The Chemiosmotic Proton Circuit in Isolated Organelles: Theory and Practice

The purpose of this chapter is to focus on the primary role of the proton circuit linking electron transport to ATP synthesis, discussing experimental approaches to monitoring the functioning of the proton circuit under a wide range of conditions. Although the analysis is focused on isolated mitochondria, it is equally applicable to bacteria and chloroplasts.

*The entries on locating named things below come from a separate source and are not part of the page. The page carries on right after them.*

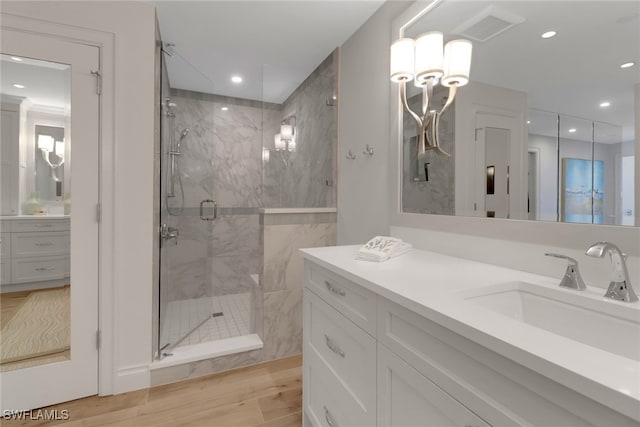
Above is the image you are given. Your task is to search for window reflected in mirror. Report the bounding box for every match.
[392,0,640,225]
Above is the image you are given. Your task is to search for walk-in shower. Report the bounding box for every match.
[154,48,262,363]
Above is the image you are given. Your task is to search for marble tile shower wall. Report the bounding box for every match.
[163,90,262,301]
[263,49,338,208]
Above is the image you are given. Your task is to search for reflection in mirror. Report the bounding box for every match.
[35,125,64,200]
[0,54,71,372]
[399,0,640,225]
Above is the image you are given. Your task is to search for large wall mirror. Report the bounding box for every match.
[0,54,71,373]
[395,0,640,225]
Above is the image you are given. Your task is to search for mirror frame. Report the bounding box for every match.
[388,0,640,256]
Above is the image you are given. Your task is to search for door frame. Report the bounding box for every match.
[0,13,115,396]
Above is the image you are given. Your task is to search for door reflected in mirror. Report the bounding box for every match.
[394,0,640,225]
[0,54,71,372]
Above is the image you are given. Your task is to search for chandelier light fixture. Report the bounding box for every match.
[390,31,472,159]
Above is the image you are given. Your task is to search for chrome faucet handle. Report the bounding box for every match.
[585,242,638,302]
[545,253,587,291]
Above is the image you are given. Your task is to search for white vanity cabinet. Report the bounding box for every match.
[303,249,640,427]
[0,217,70,292]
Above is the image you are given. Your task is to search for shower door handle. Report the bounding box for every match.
[200,199,218,221]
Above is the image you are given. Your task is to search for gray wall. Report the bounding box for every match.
[337,1,412,244]
[263,49,338,208]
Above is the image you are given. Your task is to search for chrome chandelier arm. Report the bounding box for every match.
[400,81,425,159]
[434,85,458,157]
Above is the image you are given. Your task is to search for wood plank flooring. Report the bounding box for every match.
[0,355,302,427]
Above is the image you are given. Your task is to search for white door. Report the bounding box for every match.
[0,26,100,410]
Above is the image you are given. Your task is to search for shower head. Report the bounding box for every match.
[176,128,189,154]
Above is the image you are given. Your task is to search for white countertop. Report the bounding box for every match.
[0,214,71,221]
[302,245,640,421]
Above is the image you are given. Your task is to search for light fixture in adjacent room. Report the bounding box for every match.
[38,134,64,169]
[390,31,473,159]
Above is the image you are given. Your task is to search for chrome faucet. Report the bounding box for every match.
[545,253,587,291]
[586,242,638,302]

Ion transport across energy-conserving membranes

This chapter describes the basic permeability properties of membranes and the abilities of ionophores to induce the additional pathways of ion permeation. For an ion to be transported across a membrane, both a driving force and a pathway are required. These driving forces can be metabolic, concentration gradients, or electrical potentials, or combinations of all these. To reduce the complexity of membrane transport events, it is useful to classify any transport process. A consequence of the fluid-mosaic model of membrane structure is that transport can occur either through lipid bilayer regions of the membrane or be catalyzed by integral, membrane-spanning proteins. The distinction between protein-catalyzed transport and transport across the bilayer regions of the membrane is fundamental. Ions can be accumulated without direct metabolic coupling if there is a membrane potential or if transport is coupled to the “downhill” movement of a second ion.

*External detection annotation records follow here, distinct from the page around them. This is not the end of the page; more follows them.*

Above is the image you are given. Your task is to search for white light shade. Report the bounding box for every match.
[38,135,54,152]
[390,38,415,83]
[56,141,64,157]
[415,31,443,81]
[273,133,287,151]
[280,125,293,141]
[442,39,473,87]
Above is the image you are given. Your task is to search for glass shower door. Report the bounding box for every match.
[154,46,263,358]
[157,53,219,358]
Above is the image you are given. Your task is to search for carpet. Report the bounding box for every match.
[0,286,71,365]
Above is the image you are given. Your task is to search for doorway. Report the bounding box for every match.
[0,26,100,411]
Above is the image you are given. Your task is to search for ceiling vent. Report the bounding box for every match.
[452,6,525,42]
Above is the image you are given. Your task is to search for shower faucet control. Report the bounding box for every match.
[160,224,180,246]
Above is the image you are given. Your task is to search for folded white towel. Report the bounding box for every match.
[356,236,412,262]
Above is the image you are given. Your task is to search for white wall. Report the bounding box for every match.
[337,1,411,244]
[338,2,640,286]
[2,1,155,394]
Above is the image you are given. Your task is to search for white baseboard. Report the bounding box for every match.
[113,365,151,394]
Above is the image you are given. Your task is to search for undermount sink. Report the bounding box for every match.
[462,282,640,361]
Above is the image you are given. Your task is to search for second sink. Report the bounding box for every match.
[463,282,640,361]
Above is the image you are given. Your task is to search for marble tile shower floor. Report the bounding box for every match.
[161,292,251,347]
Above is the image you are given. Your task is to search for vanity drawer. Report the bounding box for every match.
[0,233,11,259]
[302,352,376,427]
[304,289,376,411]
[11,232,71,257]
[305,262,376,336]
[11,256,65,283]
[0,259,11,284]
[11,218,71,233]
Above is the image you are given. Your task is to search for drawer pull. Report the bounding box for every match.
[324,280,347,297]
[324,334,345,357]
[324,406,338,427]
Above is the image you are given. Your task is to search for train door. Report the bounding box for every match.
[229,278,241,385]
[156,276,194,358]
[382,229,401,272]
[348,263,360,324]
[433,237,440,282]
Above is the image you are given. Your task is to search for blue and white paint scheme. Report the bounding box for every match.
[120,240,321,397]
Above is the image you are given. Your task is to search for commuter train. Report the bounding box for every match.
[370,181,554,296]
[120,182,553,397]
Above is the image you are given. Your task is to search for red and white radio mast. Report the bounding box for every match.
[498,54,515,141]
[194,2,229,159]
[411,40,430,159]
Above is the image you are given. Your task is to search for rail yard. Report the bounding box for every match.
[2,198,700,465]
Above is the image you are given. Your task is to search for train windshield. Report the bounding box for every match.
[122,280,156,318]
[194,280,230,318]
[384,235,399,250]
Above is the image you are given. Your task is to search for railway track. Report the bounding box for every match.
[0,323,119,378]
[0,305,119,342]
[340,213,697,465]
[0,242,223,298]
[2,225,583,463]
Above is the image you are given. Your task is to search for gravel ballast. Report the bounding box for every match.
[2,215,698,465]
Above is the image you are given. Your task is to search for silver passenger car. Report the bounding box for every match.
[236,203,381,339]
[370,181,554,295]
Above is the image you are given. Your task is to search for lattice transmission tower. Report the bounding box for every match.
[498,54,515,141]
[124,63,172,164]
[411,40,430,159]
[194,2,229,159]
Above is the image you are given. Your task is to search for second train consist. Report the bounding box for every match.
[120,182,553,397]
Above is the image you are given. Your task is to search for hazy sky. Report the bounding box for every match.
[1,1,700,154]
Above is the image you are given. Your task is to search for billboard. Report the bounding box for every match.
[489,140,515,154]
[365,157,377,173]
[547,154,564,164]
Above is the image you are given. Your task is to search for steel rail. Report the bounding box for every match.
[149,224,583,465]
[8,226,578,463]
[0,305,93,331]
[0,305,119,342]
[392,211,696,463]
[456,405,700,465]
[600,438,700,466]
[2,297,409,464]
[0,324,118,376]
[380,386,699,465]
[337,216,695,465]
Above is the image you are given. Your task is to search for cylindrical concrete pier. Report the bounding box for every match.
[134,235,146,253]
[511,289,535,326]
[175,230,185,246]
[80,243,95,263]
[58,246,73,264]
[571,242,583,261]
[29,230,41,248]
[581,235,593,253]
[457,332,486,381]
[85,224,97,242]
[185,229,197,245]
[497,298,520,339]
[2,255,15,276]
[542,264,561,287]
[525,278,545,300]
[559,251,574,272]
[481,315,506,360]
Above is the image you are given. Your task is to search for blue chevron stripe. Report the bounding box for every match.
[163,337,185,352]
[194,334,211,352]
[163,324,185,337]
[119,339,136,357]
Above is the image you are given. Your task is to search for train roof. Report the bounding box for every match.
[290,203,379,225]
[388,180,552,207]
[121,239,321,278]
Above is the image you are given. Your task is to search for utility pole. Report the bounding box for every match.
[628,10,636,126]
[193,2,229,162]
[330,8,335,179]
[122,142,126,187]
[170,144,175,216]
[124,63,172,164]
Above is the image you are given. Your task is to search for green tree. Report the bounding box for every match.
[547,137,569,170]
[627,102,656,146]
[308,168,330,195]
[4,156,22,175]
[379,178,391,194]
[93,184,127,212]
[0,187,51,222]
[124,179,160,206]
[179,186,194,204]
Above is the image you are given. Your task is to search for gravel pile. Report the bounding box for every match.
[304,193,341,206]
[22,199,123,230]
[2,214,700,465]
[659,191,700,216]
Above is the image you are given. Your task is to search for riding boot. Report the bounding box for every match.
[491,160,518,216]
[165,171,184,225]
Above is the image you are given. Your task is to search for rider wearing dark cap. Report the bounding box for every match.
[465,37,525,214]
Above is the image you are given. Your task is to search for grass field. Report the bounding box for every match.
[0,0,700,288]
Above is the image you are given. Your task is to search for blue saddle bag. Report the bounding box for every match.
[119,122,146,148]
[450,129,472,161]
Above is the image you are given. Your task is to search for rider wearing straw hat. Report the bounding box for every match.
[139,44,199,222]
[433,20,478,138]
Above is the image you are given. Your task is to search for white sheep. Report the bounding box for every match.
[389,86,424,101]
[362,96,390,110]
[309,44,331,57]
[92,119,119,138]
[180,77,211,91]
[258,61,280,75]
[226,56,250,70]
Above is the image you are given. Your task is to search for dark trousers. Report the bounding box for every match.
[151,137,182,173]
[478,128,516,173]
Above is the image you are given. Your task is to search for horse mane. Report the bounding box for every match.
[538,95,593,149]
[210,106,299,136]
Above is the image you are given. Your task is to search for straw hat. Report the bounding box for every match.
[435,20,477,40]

ATP Synthases and Bacterial Flagella Rotary Motors

The proton-translocating ATP synthase is a marvellous example of biological nanotechnology, combining a proton-driven turbine (Fo) and an FI component that is massaged by an eccentric spindle driven by the turbine to generate ATP from ADP and Pi. High-resolution structures are available for nearly all the components, and the molecular mechanism is known in considerable, but not complete, detail. Archaea and a few eubacteria possess distinct but related ATP synthases, while the first molecular rotator motor to be described was that which drives the bacterial flagellum.

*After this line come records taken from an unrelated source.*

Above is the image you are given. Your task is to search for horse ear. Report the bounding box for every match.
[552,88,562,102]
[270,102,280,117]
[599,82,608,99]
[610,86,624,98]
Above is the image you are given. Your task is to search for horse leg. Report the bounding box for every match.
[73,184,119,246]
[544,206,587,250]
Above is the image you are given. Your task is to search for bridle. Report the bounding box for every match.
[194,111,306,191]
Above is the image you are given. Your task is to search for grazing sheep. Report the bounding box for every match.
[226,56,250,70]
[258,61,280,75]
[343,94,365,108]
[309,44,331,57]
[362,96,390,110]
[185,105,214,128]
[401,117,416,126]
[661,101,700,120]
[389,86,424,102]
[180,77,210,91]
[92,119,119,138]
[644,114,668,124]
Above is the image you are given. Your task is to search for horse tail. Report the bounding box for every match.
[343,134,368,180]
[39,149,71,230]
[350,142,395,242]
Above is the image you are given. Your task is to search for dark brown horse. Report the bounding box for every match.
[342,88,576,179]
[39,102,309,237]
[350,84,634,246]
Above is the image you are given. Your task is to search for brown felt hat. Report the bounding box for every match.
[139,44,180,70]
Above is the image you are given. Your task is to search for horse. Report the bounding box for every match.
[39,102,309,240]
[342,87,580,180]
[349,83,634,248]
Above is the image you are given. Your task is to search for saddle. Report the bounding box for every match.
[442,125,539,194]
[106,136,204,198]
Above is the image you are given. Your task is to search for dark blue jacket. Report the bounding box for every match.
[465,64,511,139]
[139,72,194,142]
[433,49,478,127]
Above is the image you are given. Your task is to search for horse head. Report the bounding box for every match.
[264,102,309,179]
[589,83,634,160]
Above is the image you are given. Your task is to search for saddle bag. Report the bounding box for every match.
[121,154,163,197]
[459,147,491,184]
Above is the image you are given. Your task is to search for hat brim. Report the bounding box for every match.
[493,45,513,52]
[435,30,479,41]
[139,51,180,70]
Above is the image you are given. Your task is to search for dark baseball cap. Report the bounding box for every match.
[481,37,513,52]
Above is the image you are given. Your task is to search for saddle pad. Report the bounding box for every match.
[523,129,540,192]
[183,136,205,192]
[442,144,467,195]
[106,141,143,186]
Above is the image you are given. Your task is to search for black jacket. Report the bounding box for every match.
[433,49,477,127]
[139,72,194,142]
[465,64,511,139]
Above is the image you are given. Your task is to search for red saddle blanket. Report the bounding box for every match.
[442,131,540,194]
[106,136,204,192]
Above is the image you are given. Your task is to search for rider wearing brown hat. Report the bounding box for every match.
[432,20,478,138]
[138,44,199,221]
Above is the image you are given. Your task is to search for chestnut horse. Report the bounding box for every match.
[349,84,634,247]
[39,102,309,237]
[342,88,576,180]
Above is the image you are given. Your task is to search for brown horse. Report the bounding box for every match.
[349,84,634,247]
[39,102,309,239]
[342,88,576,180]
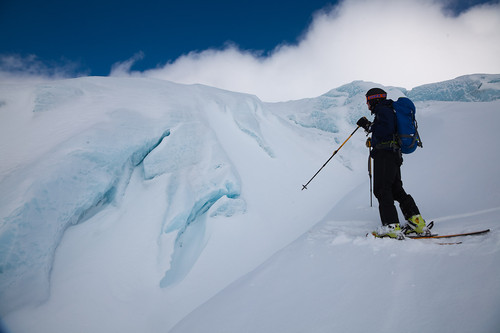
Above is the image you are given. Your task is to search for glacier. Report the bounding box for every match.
[0,74,500,332]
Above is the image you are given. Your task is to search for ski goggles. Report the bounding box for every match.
[366,94,387,102]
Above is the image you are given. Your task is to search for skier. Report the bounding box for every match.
[357,88,430,239]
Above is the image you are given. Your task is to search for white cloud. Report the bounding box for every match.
[126,0,500,101]
[0,54,87,82]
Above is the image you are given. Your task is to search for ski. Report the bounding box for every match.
[406,229,490,239]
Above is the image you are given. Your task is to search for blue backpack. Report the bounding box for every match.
[392,97,423,154]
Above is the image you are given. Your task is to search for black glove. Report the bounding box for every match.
[356,117,372,132]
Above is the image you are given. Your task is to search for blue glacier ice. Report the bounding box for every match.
[0,74,500,315]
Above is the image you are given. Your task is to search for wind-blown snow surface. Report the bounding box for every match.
[0,75,500,332]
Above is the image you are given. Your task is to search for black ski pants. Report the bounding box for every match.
[372,149,420,225]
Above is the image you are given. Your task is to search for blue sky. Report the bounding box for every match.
[0,0,500,101]
[0,0,340,75]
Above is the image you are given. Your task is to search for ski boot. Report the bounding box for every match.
[404,214,431,236]
[372,223,405,240]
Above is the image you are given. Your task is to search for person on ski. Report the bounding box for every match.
[357,88,430,239]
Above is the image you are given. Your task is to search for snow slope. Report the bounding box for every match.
[0,75,500,332]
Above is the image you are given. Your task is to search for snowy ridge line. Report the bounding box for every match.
[0,76,500,333]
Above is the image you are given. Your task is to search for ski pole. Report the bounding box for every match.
[302,126,359,191]
[368,145,373,207]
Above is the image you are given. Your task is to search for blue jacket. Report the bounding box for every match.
[370,99,396,150]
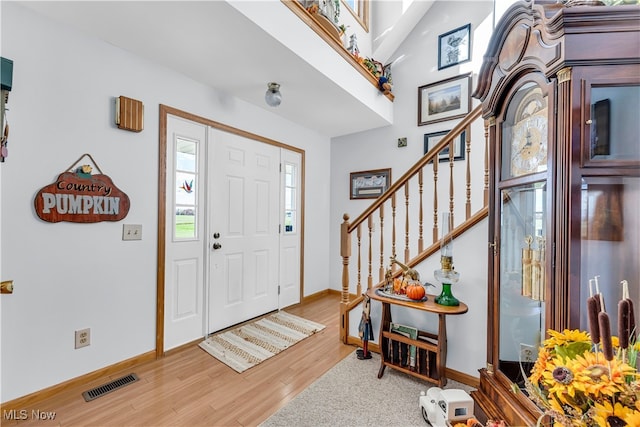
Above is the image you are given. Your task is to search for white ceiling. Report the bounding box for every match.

Photosynthetic generators of protonmotive force

A central feature of photosynthesis is the conversion of light energy into redox energy; photon capture causes a component to change its redox potential from being relatively electropositive to being highly electronegative. The production of ATP by photosynthetic energy-transducing membranes involves a proton circuit, which is closely analogous for mitochondria and respiratory bacteria. The two features that are unique to photosynthetic systems are the antennae that are responsible for the trapping of photons and the reaction centers to which the energy from light is directed. A component in the reaction center becomes electronically excited as a result of the absorption of a photon. Use of antennae to speed up the rate of photochemistry in the reaction centers is clearly more effective in biosynthetic terms than inserting very many copies of the reaction center into the membrane to achieve a high rate of overall photochemistry.

Transporters: Structure and Mechanism

Structures are now beginning to become available for some of the key proteins catalysing ion and metabolite transport across the mitochondrial and bacterial membranes. For the first time this allows informed hypotheses to be made about the molecular mechanisms of these proteins.